• Portugal’s credit rating slashed 4 notches by Moody’s to Ba2, below investment grade
  • US factory orders rise 0.8% in May
  • UK”s Osborne: European sovereign risk biggest risk to UK banking system
  • Trichet: ECB attached to price stability
  • Greek banks continue to shed retail deposits
  • US 10-year note yield falls 5 bp to 3.13%
  • S&P 500 falls 0.1% to 1338
  • Oil rise $2 to 96.94, gold rises $30 to $1515

It was a pretty dull session during US hours except for a brief slide to 1.4445 late in the European morning on rumors that the fiscally hawkish Italian finance minister had been cashiered. We recovered shortly there after and edged higher to reach 1.4485 at mid-afternoon when Moody’s announced a surprisingly large 4-notch downgrade to Portugal’s sovereign debt rating. Another package will likely be needed to tide Portugal over until sometime after 2013 when it should be able to return to the public markets. EUR/USD slumped to 1.4395 before stabilizing. 1.4435/40 is now seen as important resistance on rebounds. Moving averages converge around 1.4385/90, providing support.

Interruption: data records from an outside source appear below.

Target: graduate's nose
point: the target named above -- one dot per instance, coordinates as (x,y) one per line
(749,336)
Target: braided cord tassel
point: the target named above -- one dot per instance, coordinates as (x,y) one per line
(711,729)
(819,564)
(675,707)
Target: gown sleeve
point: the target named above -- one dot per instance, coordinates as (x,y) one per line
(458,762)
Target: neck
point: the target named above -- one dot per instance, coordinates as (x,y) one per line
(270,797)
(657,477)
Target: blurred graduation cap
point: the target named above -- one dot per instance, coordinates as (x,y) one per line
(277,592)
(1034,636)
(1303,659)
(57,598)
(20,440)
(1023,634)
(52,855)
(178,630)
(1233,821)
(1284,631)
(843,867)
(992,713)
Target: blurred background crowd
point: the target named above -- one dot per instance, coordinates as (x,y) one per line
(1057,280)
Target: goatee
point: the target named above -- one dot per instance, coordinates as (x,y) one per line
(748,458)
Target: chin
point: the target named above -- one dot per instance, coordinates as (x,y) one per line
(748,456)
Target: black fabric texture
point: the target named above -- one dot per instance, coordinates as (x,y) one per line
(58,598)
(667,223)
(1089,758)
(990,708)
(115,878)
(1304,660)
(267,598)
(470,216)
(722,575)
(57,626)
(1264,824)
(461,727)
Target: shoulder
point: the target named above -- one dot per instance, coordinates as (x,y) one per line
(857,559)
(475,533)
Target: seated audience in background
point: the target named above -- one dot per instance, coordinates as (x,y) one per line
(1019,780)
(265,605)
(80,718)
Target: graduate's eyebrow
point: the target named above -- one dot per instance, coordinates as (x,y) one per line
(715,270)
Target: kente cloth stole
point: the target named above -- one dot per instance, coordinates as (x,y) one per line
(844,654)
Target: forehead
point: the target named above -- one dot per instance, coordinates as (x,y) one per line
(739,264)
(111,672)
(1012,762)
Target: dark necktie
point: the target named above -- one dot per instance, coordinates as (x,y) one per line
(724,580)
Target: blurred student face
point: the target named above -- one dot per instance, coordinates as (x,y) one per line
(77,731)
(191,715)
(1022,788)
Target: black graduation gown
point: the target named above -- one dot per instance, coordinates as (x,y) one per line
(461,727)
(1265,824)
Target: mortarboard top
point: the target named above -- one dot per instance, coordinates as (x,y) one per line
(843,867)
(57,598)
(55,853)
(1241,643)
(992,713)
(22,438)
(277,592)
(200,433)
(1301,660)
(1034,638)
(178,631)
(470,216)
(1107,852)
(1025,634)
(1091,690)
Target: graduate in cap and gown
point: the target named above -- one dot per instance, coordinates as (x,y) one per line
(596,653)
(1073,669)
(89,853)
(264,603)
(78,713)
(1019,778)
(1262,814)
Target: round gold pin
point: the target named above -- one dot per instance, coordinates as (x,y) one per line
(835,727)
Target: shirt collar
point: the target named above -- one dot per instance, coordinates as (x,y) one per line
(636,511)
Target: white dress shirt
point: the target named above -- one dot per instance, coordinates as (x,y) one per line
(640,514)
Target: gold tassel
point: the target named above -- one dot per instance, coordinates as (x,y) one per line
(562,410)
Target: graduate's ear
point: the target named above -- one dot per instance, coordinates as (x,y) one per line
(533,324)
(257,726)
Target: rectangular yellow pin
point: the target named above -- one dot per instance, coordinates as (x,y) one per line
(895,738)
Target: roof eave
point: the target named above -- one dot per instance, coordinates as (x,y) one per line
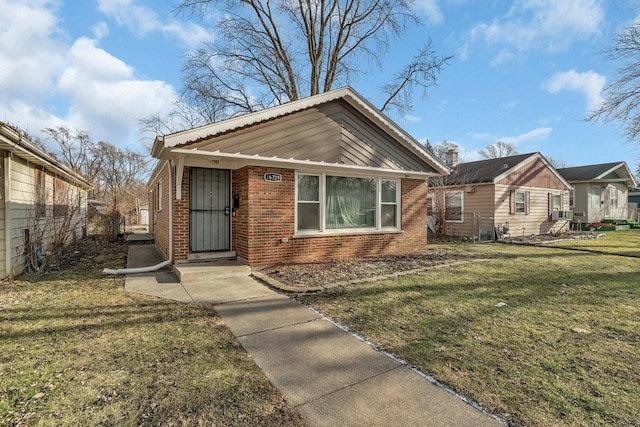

Swiss surged after the Moody’s ratings cut, hammering USD/CHF from 0.8455 to 0.8385 as EUR/CHF slumped 1.2240 to 1.2100.

AUD and CAD surrendered some gains on the Moody’s maneuver but outperformed on the day as commodities rallied despite relative USD strength during much of the NY session. AUD closes at 1.0685, USD/CAD at 0.9632.